Learning and Unlearning of Fabricated Knowledge in Language Models (2410.21750v1)

Published 29 Oct 2024 in cs.CL and cs.AI

Abstract: What happens when a new piece of knowledge is introduced into the training data and how long does it last while a LLM (LM) continues to train? We investigate this question by injecting facts into LMs from a new probing dataset, "Outlandish", which is designed to permit the testing of a spectrum of different fact types. When studying how robust these memories are, there appears to be a sweet spot in the spectrum of fact novelty between consistency with world knowledge and total randomness, where the injected memory is the most enduring. Specifically we show that facts that conflict with common knowledge are remembered for tens of thousands of training steps, while prompts not conflicting with common knowledge (mundane), as well as scrambled prompts (randomly jumbled) are both forgotten much more rapidly. Further, knowledge-conflicting facts can "prime'' how the LLM hallucinates on logically unrelated prompts, showing their propensity for non-target generalization, while both mundane and randomly jumbled facts prime significantly less. Finally, we show that impacts of knowledge-conflicting facts in LMs, though they can be long lasting, can be largely erased by novel application of multi-step sparse updates, even while the training ability of the model is preserved. As such, this very simple procedure has direct implications for mitigating the effects of data poisoning in training.

References (37)

Summary

The paper demonstrates that knowledge conflicting with established facts can persist for tens of thousands of training steps.
The paper shows that injected fabricated facts trigger hallucinations and non-target generalization, affecting unrelated outputs.
The paper introduces multi-step sparse updates as an effective method to erase artificial knowledge without impairing core model performance.

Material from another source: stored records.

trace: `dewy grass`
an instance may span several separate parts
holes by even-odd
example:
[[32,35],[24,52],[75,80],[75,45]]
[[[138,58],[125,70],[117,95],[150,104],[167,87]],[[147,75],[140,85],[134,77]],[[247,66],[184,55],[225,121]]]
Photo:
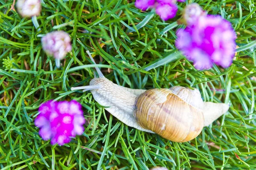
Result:
[[[188,1],[179,4],[173,19],[163,22],[155,15],[139,29],[136,25],[150,12],[135,8],[133,0],[44,1],[38,31],[31,19],[11,9],[13,1],[0,0],[1,169],[256,169],[253,0],[189,1],[231,22],[238,37],[239,48],[230,67],[203,71],[183,57],[170,62],[165,59],[177,52],[175,31],[183,26],[175,28],[175,22]],[[41,37],[55,30],[72,38],[72,51],[58,69],[41,44]],[[229,103],[230,109],[184,143],[128,127],[89,91],[70,91],[88,85],[93,77],[95,65],[87,50],[105,76],[117,84],[146,89],[192,86],[204,101]],[[4,66],[4,59],[13,60],[12,66]],[[51,99],[79,101],[87,120],[83,134],[61,147],[42,140],[34,123],[39,105]]]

Learning and Unlearning of Fabricated Knowledge in LLMs

Overview

The paper "Learning and Unlearning of Fabricated Knowledge in LLMs" presents a focused exploration into the dynamics of memory and knowledge retention in LLMs when confronted with injected artificial facts. Developed by researchers at Google DeepMind, the work introduces a novel probing dataset, termed "Outlandish," which consists of fabricated facts that challenge common knowledge. The objective is to understand how the integration of such facts influences both short- and long-term memory within LLMs, and whether these memories lead to broader impacts such as hallucinations during inference.

Key Findings

Fact Longevity in LLMs: The paper reveals that the endurance of fabricated knowledge in LLMs is significantly varied based on the novelty of the facts. Facts conflicting with established world knowledge endure tens of thousands of training steps, whereas both consistent (mundane) and randomly jumbled facts tend to fade rapidly. This discovery underscores a unique durability associated with knowledge-conflicting facts.
Priming and Hallucination: The research demonstrates that knowledge-conflicting facts can induce hallucinations, where the model generates content influenced by these injected attributes even on unrelated topics. This priming effect, wherein specific tokens or concepts are reused in logically unrelated contexts, is amplified by inconsistent facts, suggesting non-target generalization capacities of LLMs under such conditions.
Mitigating Data Poisoning: The paper offers a compelling method for the erasure of fabricated knowledge—multi-step sparse updates. This approach is shown to effectively erase the lingering memories formed by injected facts without hindering the model's performance on primary tasks. By sparsifying parameter updates, the effects of such knowledge are significantly diminished, presenting a practical technique for addressing data poisoning.

Implications

The implications of these findings are multifaceted, affecting both theoretical understanding and practical implementation of LLMs. The paper highlights the nuanced memory characteristics of LLMs, particularly in how they learn, retain, and potentially misuse injected knowledge. From a safety perspective, understanding this dynamic is crucial, especially in contexts where LLMs might be exposed to adversarial data or misinformation. The proposed sparse update methodology offers a practical solution to mitigate potential risks associated with data poisoning, contributing to the robustness and reliability of AI systems.

Future Directions

This exploration opens avenues for further inquiry into the mechanisms of memory in neural networks, both in terms of their architecture and training paradigms. Future research may explore the relationship between memory retention and model architecture, exploring how different configurations may influence the propensity for non-target generalizations and hallucinations. Moreover, expanding the scope of the Outlandish dataset could yield richer insights into the complexity of LLM memory, potentially informing the design of more interpretability-focused model diagnostics or remediation strategies.

In conclusion, the paper sheds light on the intricate dynamics of learning and forgetting in LLMs, paving the way for more secure and trustworthy AI deployments. The insights and methods outlined not only enhance our understanding but also furnish tangible benefits in aligning LLM behaviors with desired safety and performance standards.